Having grown up in an "unpolitical" household, Stride said that getting into grammar school and being the first to go to university in his family had taught him a "very powerful lesson" that "if you are given opportunities and you seize them, you can really make something of your life and by extension of course your family and your community".

Both his parents left school early and his father, who had grown up in orphanages and foster homes, went on to build his own business "from the kitchen table". Stride later followed in his footsteps and set up his own business before entering Parliament aged 48. 

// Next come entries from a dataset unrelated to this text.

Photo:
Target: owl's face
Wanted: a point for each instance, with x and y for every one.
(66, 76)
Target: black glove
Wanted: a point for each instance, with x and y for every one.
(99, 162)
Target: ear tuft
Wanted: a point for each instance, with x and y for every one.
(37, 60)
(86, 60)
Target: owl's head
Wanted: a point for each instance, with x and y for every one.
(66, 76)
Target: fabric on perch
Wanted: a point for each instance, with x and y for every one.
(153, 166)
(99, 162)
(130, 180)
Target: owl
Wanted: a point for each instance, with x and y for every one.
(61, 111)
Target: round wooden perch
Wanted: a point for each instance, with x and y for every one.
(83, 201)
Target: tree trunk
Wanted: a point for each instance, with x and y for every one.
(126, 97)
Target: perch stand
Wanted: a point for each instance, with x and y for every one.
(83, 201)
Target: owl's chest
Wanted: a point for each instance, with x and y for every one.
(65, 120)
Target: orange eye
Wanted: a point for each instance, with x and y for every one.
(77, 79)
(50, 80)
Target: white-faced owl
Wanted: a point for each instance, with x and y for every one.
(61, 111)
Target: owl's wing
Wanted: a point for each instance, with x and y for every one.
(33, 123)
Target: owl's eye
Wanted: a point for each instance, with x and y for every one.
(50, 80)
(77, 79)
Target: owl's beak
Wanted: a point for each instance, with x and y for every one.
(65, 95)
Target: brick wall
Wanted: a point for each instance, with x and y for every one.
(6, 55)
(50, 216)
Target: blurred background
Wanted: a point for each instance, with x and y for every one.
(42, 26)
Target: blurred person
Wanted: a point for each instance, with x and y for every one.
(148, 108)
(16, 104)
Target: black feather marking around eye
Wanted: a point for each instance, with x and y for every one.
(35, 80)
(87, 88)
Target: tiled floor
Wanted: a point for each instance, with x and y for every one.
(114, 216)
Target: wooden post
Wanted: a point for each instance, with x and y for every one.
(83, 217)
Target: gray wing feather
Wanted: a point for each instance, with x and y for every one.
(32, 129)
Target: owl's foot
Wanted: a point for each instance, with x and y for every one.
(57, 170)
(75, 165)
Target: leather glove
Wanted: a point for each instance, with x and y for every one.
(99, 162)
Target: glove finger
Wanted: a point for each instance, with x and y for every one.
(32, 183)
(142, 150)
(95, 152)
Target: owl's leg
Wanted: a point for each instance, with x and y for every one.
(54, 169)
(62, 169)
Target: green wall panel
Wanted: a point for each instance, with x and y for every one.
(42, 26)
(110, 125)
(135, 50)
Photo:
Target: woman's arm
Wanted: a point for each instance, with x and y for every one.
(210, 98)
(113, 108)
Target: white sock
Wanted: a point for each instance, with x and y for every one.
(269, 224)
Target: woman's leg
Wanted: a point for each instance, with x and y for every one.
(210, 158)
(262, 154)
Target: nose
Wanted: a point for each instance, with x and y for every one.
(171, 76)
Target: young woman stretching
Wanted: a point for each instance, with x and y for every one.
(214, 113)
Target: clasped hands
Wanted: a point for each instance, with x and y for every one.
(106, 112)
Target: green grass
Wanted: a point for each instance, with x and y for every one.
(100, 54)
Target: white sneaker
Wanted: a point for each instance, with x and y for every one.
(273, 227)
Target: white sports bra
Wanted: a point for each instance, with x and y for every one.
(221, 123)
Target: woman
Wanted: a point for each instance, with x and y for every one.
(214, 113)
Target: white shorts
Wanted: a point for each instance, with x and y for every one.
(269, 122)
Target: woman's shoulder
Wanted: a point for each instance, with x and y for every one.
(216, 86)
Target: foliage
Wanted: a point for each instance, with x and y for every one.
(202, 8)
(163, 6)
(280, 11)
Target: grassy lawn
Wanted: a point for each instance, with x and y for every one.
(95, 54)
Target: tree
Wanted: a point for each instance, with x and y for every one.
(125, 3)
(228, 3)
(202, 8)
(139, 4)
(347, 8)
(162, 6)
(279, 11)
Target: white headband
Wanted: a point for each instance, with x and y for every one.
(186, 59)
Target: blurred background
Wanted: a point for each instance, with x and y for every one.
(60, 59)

Now, Stride has his own teenage daughters, who he admits have had “such a different upbringing to me”.

“When I was a younger boy, I would not have been able to conceive that I might ever be a member of Parliament," he said.

"Somebody might have suggested I was gonna walk on the surface of the moon, it was never gonna happen. And it has happened. But of course, [my daughters] have grown up seeing me as an MP all of their life and it’s quite naturally normal. They saw me being a secretary of state as just another thing that daddy is doing at the moment, he’s on the TV again.

"But they’re lovely children in that I don't think there's any sense of entitlement, they're just very lovely people who are humble in their own way and confident in their own way. And I'm very proud of them.”